In the Organizing Knowledge section of Ontario Extend‘s Teacher for Learning Module, we’re invited to try using Cornell Notes as an alternate way to take notes. I’d never used this method, so I decided to give it a whirl.
These days, it seems easiest to just start out with a YouTube video, so I took advantage of this freely available resource to find out the basics of the Cornell System. After watching Jennifer Desrocher’s How to take Cornell Notes, I felt like I was armed with the knowledge I needed to try it out.
Now I just needed a topic. The Activity Bank entry suggested perhaps taking notes on a conference keynote or a video. Great idea! Back to YouTube. I’d been intrigued by the Tweets being exchanged in regards to Open Educational Resources and the OER Commons so I looked for a video that would fit with that theme. I came across a TED Talk: Knowledge Belongs to Everyone: David Ernst at TEDxKyoto 2012 and thought it gave a great (now historical) perspective on Open Textbooks.
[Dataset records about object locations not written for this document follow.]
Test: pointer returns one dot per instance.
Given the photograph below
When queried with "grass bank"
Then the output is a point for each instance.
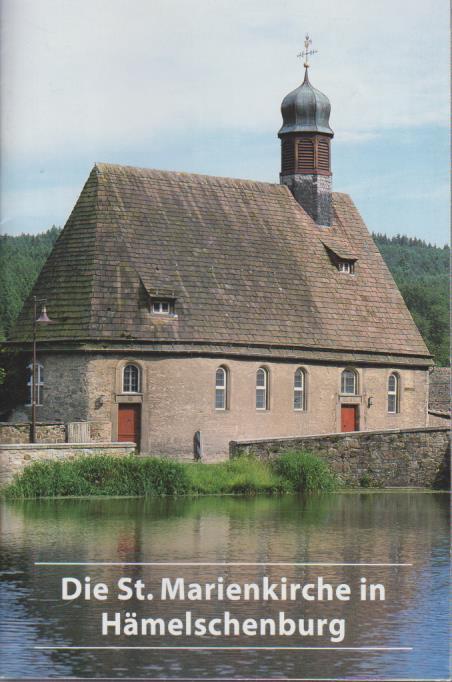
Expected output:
(145, 476)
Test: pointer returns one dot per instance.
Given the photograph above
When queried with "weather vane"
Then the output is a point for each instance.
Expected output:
(306, 52)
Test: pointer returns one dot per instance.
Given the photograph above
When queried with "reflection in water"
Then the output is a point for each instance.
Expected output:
(372, 527)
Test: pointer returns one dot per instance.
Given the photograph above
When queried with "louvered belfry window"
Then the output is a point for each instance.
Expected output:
(323, 155)
(305, 155)
(288, 156)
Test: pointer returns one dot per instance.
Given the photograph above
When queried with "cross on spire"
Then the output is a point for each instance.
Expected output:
(306, 53)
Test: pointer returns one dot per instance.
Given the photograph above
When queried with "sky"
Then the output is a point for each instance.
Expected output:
(196, 85)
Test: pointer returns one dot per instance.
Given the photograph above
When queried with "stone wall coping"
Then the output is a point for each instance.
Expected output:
(65, 446)
(80, 421)
(29, 424)
(339, 434)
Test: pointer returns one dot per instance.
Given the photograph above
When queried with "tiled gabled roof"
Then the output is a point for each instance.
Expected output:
(245, 262)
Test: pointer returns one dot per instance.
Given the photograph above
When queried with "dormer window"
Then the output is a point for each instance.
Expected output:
(346, 266)
(161, 307)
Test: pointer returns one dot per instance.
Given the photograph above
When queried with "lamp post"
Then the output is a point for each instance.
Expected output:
(42, 319)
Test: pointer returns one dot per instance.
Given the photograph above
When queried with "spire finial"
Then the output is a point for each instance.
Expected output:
(306, 53)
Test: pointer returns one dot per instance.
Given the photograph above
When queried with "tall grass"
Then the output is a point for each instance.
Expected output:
(152, 476)
(306, 472)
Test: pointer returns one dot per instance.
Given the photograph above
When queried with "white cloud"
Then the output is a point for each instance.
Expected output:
(89, 74)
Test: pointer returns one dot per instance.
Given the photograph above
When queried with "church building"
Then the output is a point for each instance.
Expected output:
(194, 309)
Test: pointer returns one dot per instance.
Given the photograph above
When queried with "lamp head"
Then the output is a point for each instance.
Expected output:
(44, 318)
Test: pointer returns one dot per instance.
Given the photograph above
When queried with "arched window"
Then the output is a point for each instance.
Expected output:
(299, 389)
(349, 382)
(39, 384)
(131, 379)
(221, 388)
(262, 389)
(393, 393)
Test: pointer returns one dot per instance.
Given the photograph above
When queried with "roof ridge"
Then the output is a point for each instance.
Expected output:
(100, 165)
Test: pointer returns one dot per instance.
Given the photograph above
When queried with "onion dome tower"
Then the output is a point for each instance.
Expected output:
(305, 146)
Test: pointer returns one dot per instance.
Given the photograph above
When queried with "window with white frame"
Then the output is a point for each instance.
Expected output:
(39, 384)
(349, 382)
(131, 379)
(221, 388)
(159, 307)
(346, 266)
(299, 390)
(262, 389)
(393, 394)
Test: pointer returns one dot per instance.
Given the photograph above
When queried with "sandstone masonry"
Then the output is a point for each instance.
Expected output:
(413, 457)
(14, 458)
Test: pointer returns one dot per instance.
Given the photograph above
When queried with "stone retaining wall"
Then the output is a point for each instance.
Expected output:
(412, 457)
(14, 458)
(48, 432)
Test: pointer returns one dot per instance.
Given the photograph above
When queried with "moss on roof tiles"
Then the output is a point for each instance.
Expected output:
(245, 262)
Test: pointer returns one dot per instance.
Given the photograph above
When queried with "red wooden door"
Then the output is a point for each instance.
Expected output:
(349, 418)
(129, 423)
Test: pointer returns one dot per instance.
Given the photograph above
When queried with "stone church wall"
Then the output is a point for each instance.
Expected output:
(177, 399)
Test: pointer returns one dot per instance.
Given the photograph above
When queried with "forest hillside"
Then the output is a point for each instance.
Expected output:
(420, 270)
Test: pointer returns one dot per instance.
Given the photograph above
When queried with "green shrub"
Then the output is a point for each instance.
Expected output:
(101, 475)
(151, 476)
(241, 475)
(306, 472)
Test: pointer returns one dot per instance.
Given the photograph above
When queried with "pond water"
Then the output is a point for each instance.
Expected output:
(343, 528)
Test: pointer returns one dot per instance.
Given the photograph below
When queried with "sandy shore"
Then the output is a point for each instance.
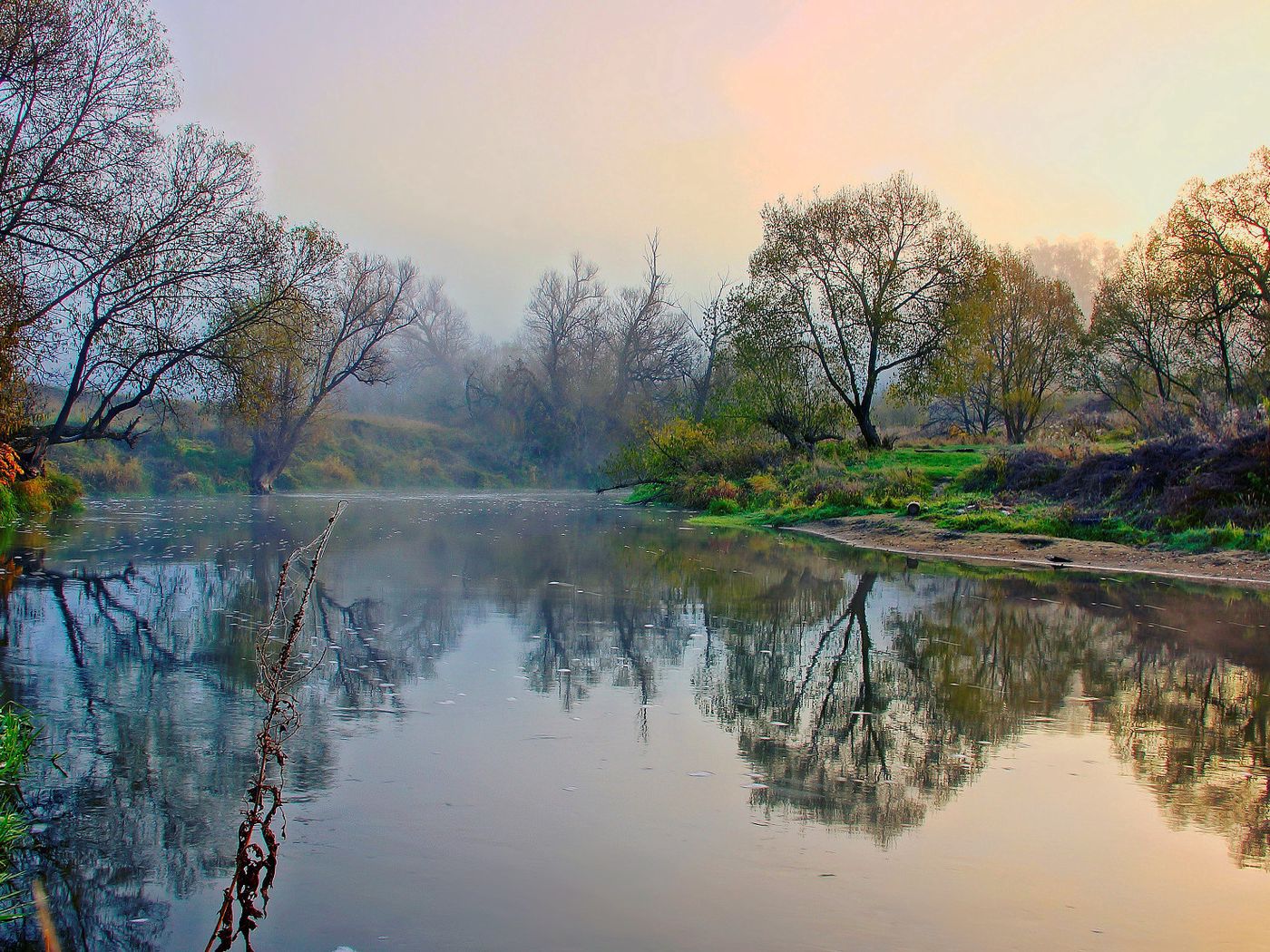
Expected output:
(912, 537)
My thoughts on using Cornell Notes:
- The essential question and summary made me put my arms around the topic as a whole.
- I like that it encouraged spacing out of the material, rather than dense blocks of notes I often take.
- The format allowed use of colours and graphics which are very appealing to me. (I’m a big fan of mind maps for certain types of notes).
- The left-hand column would be a big plus during studying. You could scan down the column and quickly identify areas you were confident with and those where you needed to go and read the notes on the right.
- It worked great for a short video. Not sure how it would be for longer materials. That said, I tend to get caught up in the creative part which slows me down.